New year, new start?
Months pass by in the blink of an eye! I don't think I feel quite as alone and, what's the word?-- Snarky?-- as the last post reads to me now. By luck I happened upon one blog the other week and it made me think and think, and then it led me to all of these other blogs... I'll stick a bunch of them up on the sidebar eventually, but for now just wanted to note that it's a new year and I'm going in a new direction. I think I've just been stuck. I'm getting the mommy stuff down, slowly but surely, and I can run our house pretty effectively now. I need inspiration and creation. That's what came to me as I thought and thought and perused these other crafty blogs.

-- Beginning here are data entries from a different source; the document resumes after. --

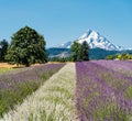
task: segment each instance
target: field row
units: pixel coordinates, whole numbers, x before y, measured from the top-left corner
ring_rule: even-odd
[[[128,75],[131,67],[130,62],[76,63],[80,121],[132,120],[132,75]]]
[[[11,103],[0,121],[131,121],[131,68],[129,61],[91,61],[4,73],[1,107]]]

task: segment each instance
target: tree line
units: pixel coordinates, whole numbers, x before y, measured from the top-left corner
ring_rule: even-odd
[[[45,45],[46,42],[43,35],[37,33],[34,29],[24,26],[12,35],[10,44],[6,40],[0,42],[0,62],[16,65],[21,64],[26,67],[35,63],[47,63],[48,57]],[[89,61],[89,47],[87,42],[82,44],[74,42],[70,50],[72,56],[68,58],[59,58],[59,61]]]

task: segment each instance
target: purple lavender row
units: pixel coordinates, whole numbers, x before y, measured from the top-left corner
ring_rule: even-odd
[[[29,68],[23,68],[13,73],[6,73],[0,75],[0,89],[13,88],[15,84],[26,81],[26,80],[36,80],[41,79],[41,76],[46,72],[55,72],[58,68],[63,67],[64,64],[47,64],[41,66],[34,66]]]
[[[131,110],[132,112],[132,99],[124,98],[125,90],[132,86],[132,77],[121,75],[120,73],[106,68],[105,66],[100,66],[97,64],[91,64],[91,65],[92,65],[92,68],[96,68],[95,72],[92,73],[96,73],[96,74],[99,73],[97,78],[100,78],[106,87],[109,88],[110,86],[112,88],[118,103],[120,106],[123,106],[125,103],[125,106],[128,106],[128,109]],[[85,65],[85,66],[87,67],[88,65]],[[125,108],[123,107],[123,109]]]
[[[120,97],[118,94],[116,94],[112,87],[107,85],[103,79],[98,77],[100,73],[98,68],[100,67],[97,67],[97,65],[92,63],[77,63],[76,68],[76,97],[80,121],[122,120],[122,118],[125,118],[123,117],[125,113],[130,113],[131,110],[128,107],[123,109],[124,99],[122,98],[122,102],[120,101],[121,105],[119,105],[118,98]],[[120,118],[118,118],[116,113],[118,113]]]
[[[96,72],[100,72],[99,77],[100,78],[107,78],[106,81],[111,85],[117,91],[123,92],[129,86],[132,85],[132,77],[129,75],[123,75],[119,72],[116,72],[114,69],[108,68],[107,66],[102,66],[101,64],[98,64],[98,62],[92,62],[96,66]],[[106,61],[105,61],[106,63]],[[114,63],[114,61],[113,61]]]
[[[118,72],[129,72],[132,74],[132,62],[129,61],[92,61],[96,64]]]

Originally I wanted to have this additional blog (the first, focused on our little guy, has an audience of family members and friends who adore him and news and pictures about him-- the house/me stuff isn't as interesting to any of them so, for the most part, I leave it out) to inspire me to write. I want to be more of a writer and the way to become a writer is to write. It's really the only way. It just doesn't work though, and still feels too public even if I hide this blog away in the universe of the internet. That part, then, should be an early morning (oh, dear... I'm not an "early morninger") effort. This spot, then, should help fill that other part of me that's yearning for a connection to others like me. There MUST be other moms out there, working to create happy childhoods and baked goods too, sewing away when time allows and sneaking off while the little one's engaged for two minutes to reheat some coffee. Maybe by having this here I'll feel the urge to post pictures of what I create (implying, you'll surely note, that I have to make time to create!). Maybe by having this here I'll feel more like those other moms in the other blogs I found? Maybe, maybe. The only way to know is to try.